The trip south-north is the easier to get on. It leaves from Akosombo on a Monday afternoon, and arrives in Yeji 24 hours later. It does, however, leave you having to spend the night in Yeji, and from the brief glance I got of the hotels there, that wouldn't be much fun. I chose to catch the ferry north-south which, although requiring better timing to catch, and a round-about route throught Tamale, gives an extra night on the ferry, more daylight time on the boat, and a very pleasant 9am arrival in Akosombo.

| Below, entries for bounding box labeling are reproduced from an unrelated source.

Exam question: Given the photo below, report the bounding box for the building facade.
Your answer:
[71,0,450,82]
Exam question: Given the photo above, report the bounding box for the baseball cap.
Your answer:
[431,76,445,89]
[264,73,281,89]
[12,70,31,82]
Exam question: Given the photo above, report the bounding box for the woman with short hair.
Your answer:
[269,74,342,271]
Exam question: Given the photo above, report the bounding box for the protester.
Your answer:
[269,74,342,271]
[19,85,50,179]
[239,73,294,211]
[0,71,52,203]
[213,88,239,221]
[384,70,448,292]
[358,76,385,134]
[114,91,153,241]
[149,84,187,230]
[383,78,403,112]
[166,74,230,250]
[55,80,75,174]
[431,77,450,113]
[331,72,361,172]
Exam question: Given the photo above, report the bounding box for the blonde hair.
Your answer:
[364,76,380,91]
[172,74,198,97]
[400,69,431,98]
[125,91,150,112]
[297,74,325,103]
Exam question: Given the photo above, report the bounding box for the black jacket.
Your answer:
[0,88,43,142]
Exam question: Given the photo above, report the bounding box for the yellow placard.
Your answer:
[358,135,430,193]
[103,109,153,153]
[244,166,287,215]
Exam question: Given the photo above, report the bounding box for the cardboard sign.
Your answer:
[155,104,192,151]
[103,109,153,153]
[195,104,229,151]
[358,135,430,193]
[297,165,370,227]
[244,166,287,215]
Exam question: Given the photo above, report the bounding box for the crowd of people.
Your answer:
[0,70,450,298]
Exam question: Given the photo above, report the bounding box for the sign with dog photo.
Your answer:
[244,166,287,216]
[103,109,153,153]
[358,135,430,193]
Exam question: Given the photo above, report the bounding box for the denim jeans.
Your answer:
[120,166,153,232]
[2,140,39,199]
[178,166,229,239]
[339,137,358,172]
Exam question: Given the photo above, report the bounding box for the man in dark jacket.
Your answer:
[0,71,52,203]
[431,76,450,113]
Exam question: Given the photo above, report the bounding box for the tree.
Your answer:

To get there from the North I spent a night in Tamale, caught the 6am bus down to Makongo, and the ferry from Makongo to Yeji, arriving in the heat of the afternoon. Once there though I simply waited in a hotel and had a cold beer until the ferry arrived. Although we only left at 3am the next morning, I was allowed to spend the night on the ferry - which saves a very early morning wake-up call!
The trip consists mostly of leisurely travel down the lake, with lovely scenery on either side, punctuated by several stops to pick up crates of yams. These stops are generally very long - every yam is unloaded by hand from a truck at the stop, carried aboard in buckets and basins by women, and then re-packed in crates on the ferry (there is a forklift on the ferry, but at most of the stops there are no spare crates, so it can't be used). Packing seems to be the man's job. I don't know why. Packing several thousand yams by hand can take two to three hours, and while it is curiously hypnotic to watch, I would advise taking a book.
The crew on the boat are very friendly, and with a little luck you may be invited onto the bridge by the captain or the first mate.
The ferry arrives in Akosombo port (just outside Akosombo town) at 9 on the Wednesday morning. Minibuses are waiting, and there is one for just about any destination in eastern and central Ghana.